Vê-se que o Mal não é tão simples assim. Os analistas revelam que o Mal é inerente ao ser do homem, representa seu lado negativo, constitutivo, mas controlável pela vontade racional.
Portanto, o Mal existe no mundo, é condicionante da natureza humana, embora o agir esteja sujeito sempre ao crivo da razão. Deus não deseja o Mal para o mundo, sua excelsa criação — tampouco como ação reivindicatória ou de vendeta moral ou moralizante.

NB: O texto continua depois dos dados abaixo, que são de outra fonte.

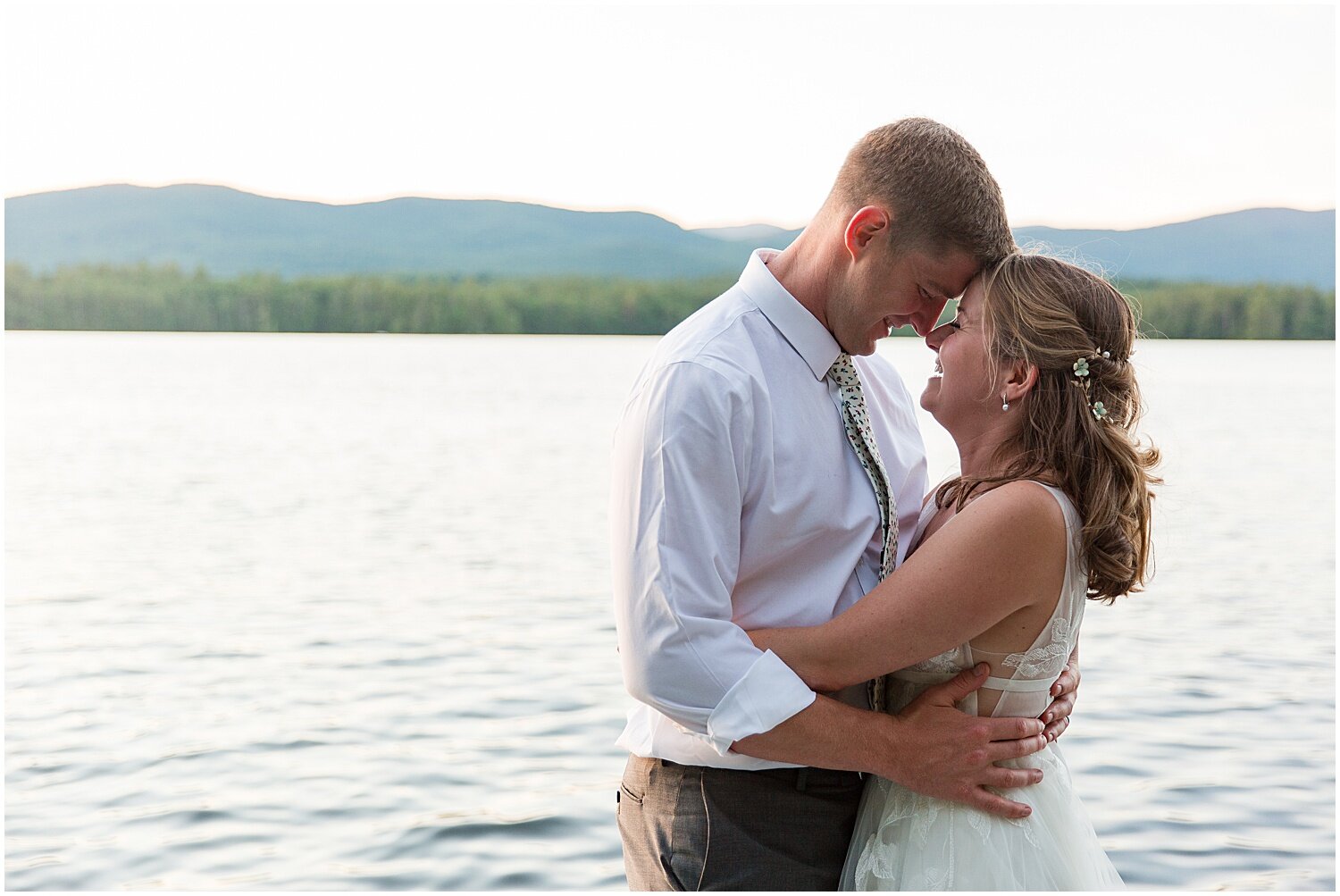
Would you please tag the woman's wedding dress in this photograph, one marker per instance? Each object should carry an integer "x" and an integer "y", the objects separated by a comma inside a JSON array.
[{"x": 905, "y": 840}]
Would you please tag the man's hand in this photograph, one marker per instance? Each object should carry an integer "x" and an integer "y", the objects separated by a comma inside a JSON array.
[
  {"x": 1058, "y": 716},
  {"x": 943, "y": 753}
]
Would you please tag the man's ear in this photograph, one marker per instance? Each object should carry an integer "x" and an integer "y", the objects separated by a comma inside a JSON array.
[
  {"x": 863, "y": 227},
  {"x": 1018, "y": 380}
]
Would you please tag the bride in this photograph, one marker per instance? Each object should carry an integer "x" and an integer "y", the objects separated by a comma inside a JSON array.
[{"x": 1051, "y": 509}]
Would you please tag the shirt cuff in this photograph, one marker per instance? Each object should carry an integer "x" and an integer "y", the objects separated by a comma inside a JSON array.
[{"x": 768, "y": 694}]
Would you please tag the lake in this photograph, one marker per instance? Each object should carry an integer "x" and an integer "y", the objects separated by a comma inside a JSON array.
[{"x": 332, "y": 612}]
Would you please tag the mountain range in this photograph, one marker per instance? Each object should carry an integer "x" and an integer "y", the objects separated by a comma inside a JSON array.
[{"x": 230, "y": 232}]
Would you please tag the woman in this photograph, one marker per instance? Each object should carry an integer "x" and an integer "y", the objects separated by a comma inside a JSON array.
[{"x": 1052, "y": 505}]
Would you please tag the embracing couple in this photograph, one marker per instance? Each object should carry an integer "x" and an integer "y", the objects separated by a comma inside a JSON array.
[{"x": 844, "y": 681}]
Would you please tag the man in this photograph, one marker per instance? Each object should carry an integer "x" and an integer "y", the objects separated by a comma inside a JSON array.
[{"x": 744, "y": 498}]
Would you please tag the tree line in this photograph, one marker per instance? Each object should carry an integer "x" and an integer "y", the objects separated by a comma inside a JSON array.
[{"x": 166, "y": 297}]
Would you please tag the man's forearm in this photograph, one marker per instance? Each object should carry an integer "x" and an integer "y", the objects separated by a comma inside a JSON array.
[{"x": 830, "y": 734}]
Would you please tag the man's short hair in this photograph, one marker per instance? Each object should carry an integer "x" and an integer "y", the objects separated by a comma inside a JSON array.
[{"x": 933, "y": 182}]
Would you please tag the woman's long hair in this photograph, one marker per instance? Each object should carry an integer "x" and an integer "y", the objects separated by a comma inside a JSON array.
[{"x": 1051, "y": 314}]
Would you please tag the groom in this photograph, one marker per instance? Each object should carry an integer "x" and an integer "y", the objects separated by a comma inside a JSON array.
[{"x": 741, "y": 501}]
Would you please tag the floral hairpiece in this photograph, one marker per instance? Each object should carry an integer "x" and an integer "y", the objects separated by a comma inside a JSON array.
[{"x": 1082, "y": 380}]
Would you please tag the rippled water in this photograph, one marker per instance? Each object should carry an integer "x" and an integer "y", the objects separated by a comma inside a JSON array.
[{"x": 292, "y": 611}]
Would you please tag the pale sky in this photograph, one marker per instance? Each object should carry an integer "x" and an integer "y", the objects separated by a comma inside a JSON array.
[{"x": 1088, "y": 115}]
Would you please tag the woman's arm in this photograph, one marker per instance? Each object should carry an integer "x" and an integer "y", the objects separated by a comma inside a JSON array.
[{"x": 1004, "y": 552}]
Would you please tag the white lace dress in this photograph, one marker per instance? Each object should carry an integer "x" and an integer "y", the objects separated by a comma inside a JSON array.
[{"x": 905, "y": 840}]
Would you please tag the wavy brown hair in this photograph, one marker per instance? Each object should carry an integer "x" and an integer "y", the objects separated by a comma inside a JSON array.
[{"x": 1050, "y": 314}]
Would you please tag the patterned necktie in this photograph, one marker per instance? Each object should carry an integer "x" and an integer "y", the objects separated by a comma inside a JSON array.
[{"x": 857, "y": 423}]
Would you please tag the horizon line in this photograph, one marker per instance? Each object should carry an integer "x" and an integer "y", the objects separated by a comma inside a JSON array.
[{"x": 611, "y": 209}]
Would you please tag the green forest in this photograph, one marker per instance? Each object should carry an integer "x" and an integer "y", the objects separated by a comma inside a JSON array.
[{"x": 142, "y": 297}]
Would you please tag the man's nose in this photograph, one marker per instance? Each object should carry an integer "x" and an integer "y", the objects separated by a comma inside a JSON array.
[{"x": 924, "y": 322}]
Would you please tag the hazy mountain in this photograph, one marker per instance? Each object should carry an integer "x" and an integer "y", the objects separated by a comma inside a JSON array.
[
  {"x": 230, "y": 232},
  {"x": 1275, "y": 246}
]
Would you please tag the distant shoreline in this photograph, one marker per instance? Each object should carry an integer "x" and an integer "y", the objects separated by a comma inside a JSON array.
[{"x": 168, "y": 299}]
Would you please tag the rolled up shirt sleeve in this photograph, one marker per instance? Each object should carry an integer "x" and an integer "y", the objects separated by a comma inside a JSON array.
[{"x": 683, "y": 456}]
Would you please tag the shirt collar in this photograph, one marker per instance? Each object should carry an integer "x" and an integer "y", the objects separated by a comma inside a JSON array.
[{"x": 809, "y": 338}]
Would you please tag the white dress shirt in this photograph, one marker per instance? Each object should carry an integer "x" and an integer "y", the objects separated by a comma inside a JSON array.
[{"x": 739, "y": 502}]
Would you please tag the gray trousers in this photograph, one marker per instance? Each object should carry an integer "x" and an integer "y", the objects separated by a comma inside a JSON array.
[{"x": 688, "y": 826}]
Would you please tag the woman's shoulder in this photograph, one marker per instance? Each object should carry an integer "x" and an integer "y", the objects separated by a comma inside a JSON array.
[{"x": 1026, "y": 512}]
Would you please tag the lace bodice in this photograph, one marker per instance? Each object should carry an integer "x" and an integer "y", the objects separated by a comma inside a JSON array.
[{"x": 1020, "y": 683}]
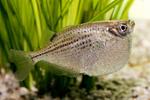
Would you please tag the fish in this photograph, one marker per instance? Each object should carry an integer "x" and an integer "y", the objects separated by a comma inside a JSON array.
[{"x": 93, "y": 49}]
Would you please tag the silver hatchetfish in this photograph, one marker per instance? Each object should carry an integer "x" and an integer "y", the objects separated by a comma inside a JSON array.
[{"x": 93, "y": 49}]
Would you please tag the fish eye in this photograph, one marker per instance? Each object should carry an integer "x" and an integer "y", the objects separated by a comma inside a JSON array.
[{"x": 123, "y": 28}]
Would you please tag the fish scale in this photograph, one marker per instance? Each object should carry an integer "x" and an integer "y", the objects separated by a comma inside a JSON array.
[{"x": 92, "y": 48}]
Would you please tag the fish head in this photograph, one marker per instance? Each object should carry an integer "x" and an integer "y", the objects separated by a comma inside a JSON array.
[{"x": 121, "y": 28}]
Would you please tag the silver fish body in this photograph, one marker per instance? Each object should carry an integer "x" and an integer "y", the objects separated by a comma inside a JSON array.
[{"x": 92, "y": 48}]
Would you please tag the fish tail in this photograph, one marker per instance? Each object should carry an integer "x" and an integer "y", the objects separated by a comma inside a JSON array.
[{"x": 23, "y": 63}]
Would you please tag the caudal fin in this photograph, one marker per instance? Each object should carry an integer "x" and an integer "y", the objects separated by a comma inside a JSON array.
[{"x": 23, "y": 63}]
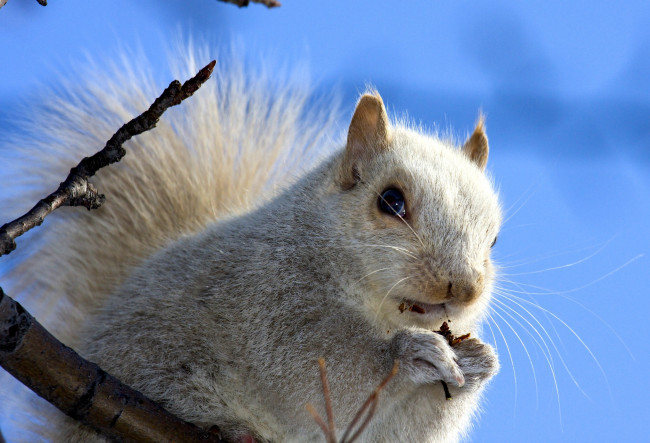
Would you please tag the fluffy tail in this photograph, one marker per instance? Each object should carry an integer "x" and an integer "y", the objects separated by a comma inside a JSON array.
[{"x": 242, "y": 135}]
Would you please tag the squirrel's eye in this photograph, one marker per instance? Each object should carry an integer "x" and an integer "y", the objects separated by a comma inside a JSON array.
[{"x": 392, "y": 202}]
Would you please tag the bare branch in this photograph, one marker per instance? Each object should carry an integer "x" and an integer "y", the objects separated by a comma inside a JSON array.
[
  {"x": 82, "y": 389},
  {"x": 76, "y": 189},
  {"x": 243, "y": 3},
  {"x": 367, "y": 410},
  {"x": 370, "y": 405}
]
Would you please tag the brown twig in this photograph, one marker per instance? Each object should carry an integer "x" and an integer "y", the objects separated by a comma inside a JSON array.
[
  {"x": 76, "y": 190},
  {"x": 368, "y": 408},
  {"x": 82, "y": 389},
  {"x": 328, "y": 400},
  {"x": 243, "y": 3},
  {"x": 453, "y": 341},
  {"x": 370, "y": 405}
]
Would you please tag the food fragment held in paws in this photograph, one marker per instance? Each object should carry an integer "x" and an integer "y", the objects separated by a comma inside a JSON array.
[{"x": 453, "y": 341}]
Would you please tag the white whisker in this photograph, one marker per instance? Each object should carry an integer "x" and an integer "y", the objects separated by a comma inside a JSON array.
[
  {"x": 512, "y": 362},
  {"x": 568, "y": 265},
  {"x": 530, "y": 360},
  {"x": 575, "y": 334},
  {"x": 559, "y": 354},
  {"x": 387, "y": 294},
  {"x": 368, "y": 275}
]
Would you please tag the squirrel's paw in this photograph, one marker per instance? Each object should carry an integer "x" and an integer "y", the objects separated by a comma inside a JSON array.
[
  {"x": 477, "y": 360},
  {"x": 426, "y": 357}
]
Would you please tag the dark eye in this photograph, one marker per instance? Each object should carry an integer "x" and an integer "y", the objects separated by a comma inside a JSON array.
[{"x": 392, "y": 202}]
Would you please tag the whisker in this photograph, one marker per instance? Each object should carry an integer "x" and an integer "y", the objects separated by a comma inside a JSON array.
[
  {"x": 559, "y": 354},
  {"x": 521, "y": 205},
  {"x": 368, "y": 275},
  {"x": 530, "y": 360},
  {"x": 577, "y": 302},
  {"x": 593, "y": 282},
  {"x": 568, "y": 265},
  {"x": 524, "y": 262},
  {"x": 512, "y": 362},
  {"x": 575, "y": 334},
  {"x": 387, "y": 294}
]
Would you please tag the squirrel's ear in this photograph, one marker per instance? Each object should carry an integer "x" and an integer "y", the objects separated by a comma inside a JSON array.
[
  {"x": 368, "y": 135},
  {"x": 476, "y": 147}
]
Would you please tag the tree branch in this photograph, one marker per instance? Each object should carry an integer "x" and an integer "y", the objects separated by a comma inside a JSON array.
[
  {"x": 76, "y": 190},
  {"x": 82, "y": 389},
  {"x": 243, "y": 3},
  {"x": 52, "y": 370}
]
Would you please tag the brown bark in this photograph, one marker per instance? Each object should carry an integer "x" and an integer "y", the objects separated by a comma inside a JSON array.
[
  {"x": 81, "y": 389},
  {"x": 76, "y": 190}
]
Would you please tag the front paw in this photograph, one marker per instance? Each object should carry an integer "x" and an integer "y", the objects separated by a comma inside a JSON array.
[
  {"x": 426, "y": 357},
  {"x": 477, "y": 360}
]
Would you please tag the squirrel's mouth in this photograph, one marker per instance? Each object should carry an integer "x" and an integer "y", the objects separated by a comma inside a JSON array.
[{"x": 421, "y": 308}]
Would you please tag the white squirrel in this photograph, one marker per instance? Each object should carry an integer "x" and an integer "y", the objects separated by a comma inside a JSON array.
[{"x": 212, "y": 281}]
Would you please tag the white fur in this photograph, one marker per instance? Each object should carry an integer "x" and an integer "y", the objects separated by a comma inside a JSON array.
[{"x": 217, "y": 302}]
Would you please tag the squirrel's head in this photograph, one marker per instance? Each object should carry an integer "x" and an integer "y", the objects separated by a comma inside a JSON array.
[{"x": 425, "y": 217}]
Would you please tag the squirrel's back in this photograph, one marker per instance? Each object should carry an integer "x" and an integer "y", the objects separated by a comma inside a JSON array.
[{"x": 242, "y": 135}]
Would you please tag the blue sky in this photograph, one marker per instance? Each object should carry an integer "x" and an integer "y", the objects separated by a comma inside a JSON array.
[{"x": 566, "y": 90}]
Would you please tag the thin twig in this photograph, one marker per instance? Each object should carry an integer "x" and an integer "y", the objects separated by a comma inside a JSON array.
[
  {"x": 367, "y": 410},
  {"x": 328, "y": 400},
  {"x": 243, "y": 3},
  {"x": 82, "y": 389},
  {"x": 76, "y": 190},
  {"x": 370, "y": 405}
]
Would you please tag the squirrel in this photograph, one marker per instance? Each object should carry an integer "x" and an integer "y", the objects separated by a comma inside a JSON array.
[{"x": 212, "y": 280}]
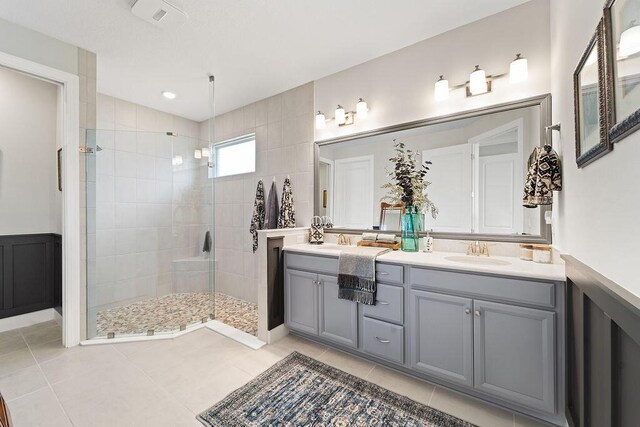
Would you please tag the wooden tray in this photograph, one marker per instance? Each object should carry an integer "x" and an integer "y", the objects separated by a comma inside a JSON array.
[{"x": 394, "y": 246}]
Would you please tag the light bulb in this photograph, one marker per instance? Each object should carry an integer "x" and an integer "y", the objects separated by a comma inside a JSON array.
[
  {"x": 341, "y": 116},
  {"x": 321, "y": 122},
  {"x": 629, "y": 41},
  {"x": 518, "y": 70},
  {"x": 478, "y": 81},
  {"x": 362, "y": 109},
  {"x": 442, "y": 89}
]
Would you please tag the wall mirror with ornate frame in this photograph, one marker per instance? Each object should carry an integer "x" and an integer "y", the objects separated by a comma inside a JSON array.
[
  {"x": 622, "y": 38},
  {"x": 479, "y": 164},
  {"x": 589, "y": 86}
]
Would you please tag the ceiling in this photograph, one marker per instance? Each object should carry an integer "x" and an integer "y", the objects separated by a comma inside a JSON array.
[{"x": 255, "y": 48}]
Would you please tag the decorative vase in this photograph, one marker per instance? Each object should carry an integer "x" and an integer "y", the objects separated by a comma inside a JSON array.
[{"x": 412, "y": 223}]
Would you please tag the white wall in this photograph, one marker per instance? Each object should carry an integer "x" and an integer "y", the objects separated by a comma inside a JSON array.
[
  {"x": 29, "y": 199},
  {"x": 399, "y": 86},
  {"x": 598, "y": 209}
]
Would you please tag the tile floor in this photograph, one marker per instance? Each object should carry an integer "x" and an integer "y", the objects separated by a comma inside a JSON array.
[
  {"x": 168, "y": 382},
  {"x": 169, "y": 312}
]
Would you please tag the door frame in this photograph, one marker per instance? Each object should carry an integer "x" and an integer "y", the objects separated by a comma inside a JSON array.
[
  {"x": 481, "y": 139},
  {"x": 69, "y": 126},
  {"x": 331, "y": 166},
  {"x": 371, "y": 160}
]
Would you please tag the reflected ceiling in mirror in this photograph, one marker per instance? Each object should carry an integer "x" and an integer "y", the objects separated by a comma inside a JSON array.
[{"x": 477, "y": 173}]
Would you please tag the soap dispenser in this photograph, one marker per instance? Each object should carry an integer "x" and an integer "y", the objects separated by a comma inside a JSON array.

Mas permite que ele, o Mal, permeie o mundo e as coisas nele constitutivas, para que o ser humano, por seu livre arbítrio, saiba espelhar sua vida e conduzi-la no mundo, não na negritude da noite, mas na claridade do dia, e assim reconheça o autêntico sentido da vida — que é conciliar-se com o lado sagrado da existência. Sobre o que acontece atualmente no mundo, diremos que, à medida que os seres humanos se afastam do sagrado, substituindo-o pelo materialismo em suas ações desconstrutivistas, o Mal se imporá, com suas ideologias e as pessoas, seduzidas, perdem o verdadeiro sentido do ser — afogam-se no vazio do não-viver.
Quanto à literatura, entendemo-la como arte e criação essencialmente humanas, devendo também pautar-se por esses parâmetros da virtude. Nas letras, é preferível  mantê-las iluminadas  do que conduzi-las pela negritude da escuridão na preferência dos leitores.